When Annie's eldest son is involved in a fight at school, she meets the nice-guy school principal, Wayne Collins (Greg Kinnear), whom she finds herself attracted to. But Wayne is engaged to the wealthy Jessica King (Katie Holmes), whom Annie immediately gets a negative vibe about. At a party with her best friend Linda (Kim Dickens), Annie stumbles upon Jessica in a compromising position with lawyer David Duncan (Gary Cole). Soon after, Jessica has disappeared, leaving everyone in a frenzy over what could have possibly happened to her, and Annie starts to have nightmares and apparitions linking Jessica with the vicious redneck Donnie Barksdale, and the pond behind his home.

"The Gift" may be cliched on a sheer storytelling level, but the performances and tight direction from Raimi (who has redeemed himself for his embarrassing last film, 1999's "For Love of the Game") lift the picture up several notches. Slowly enveloping the viewer into the many intriguing characters and their individual plights, the disappearance of Jessica at the 30-minute mark divulges the movie's true intentions and transforms the proceedings into a taut, at times frightening, horror-mystery.

At the center of the film is the exceptional Cate Blanchett (1999's "The Talented Mr. Ripley"), who turns Annie Wilson from what could have been little more than a run-of-the-mill protagonist into a very exact, down-to-earth, realistic person with valid troubles and a caring attitude towards those around her. Blanchett takes the unextraordinary material and runs with it, giving the entire film a truly classy aura that it otherwise might not have had. We follow her at every turn because she is so mesmerizing, both as a character and an actress.

Blanchett isn't the only bright performer, as she is ably supported by one of the best casts of the year. In her first role following her Oscar win for 1999's "Boys Don't Cry," Hilary Swank is excellent as the confused Valerie, who seeks guidance from Annie, but is too scared to take her biggest advice of all: to leave the grossly abusive Donnie. As Donnie, Keanu Reeves (2000's "The Watcher") makes an utterly convincing backwoods meanie, so much so that it is difficult to believe he is an actor at all. For the often-criticized Reeves, whose acting abilities have never been the best, this is the biggest compliment he could possibly get, and it is also one of the better performances he has given. Giovanni Ribisi (2000's "The Boiler Room") is heartbreaking as a mentally slow young man who sees Annie as his only friend, and wants her to do nothing but help him understand why he is being plagued by bad dreams about his dad. In the small, but pivotal role of the sleazy Jessica King, Katie Holmes (2000's "Wonder Boys") has turned in yet another stunning supporting turn. Her promiscuous role of Jessica is one she has never played before, and she is radiant in her few scenes. Finally, Kim Dickens (2000's "Hollow Man") makes her usual strong impression as Annie's spicy best friend, Linda.

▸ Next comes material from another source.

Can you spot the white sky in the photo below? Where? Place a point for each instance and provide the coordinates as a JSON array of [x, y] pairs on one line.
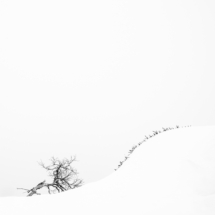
[[92, 78], [171, 173]]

The other notable aspect of "The Gift" is its moody atmosphere that lays such a thickly foreboding air over every scene it's almost suffocating. Thanks to cleverly construed editing by Arthur Coburn and Bob Murawski, and the successful use of different eerie sounds effects and a very good music score by Christopher Young, the movie not only achieves a scary undercurrent, but one that is filled with dread. Helped along by a strong screenplay by Billy Bob Thornton and Tom Epperson, which makes the most of its setting and delightful cast, "The Gift" is that rarest of thrillers that actually thrills, and offers up a fair share of chills, too. It may not be groundbreakingly original, but it sure is an entertaining ride for the duration of its running time.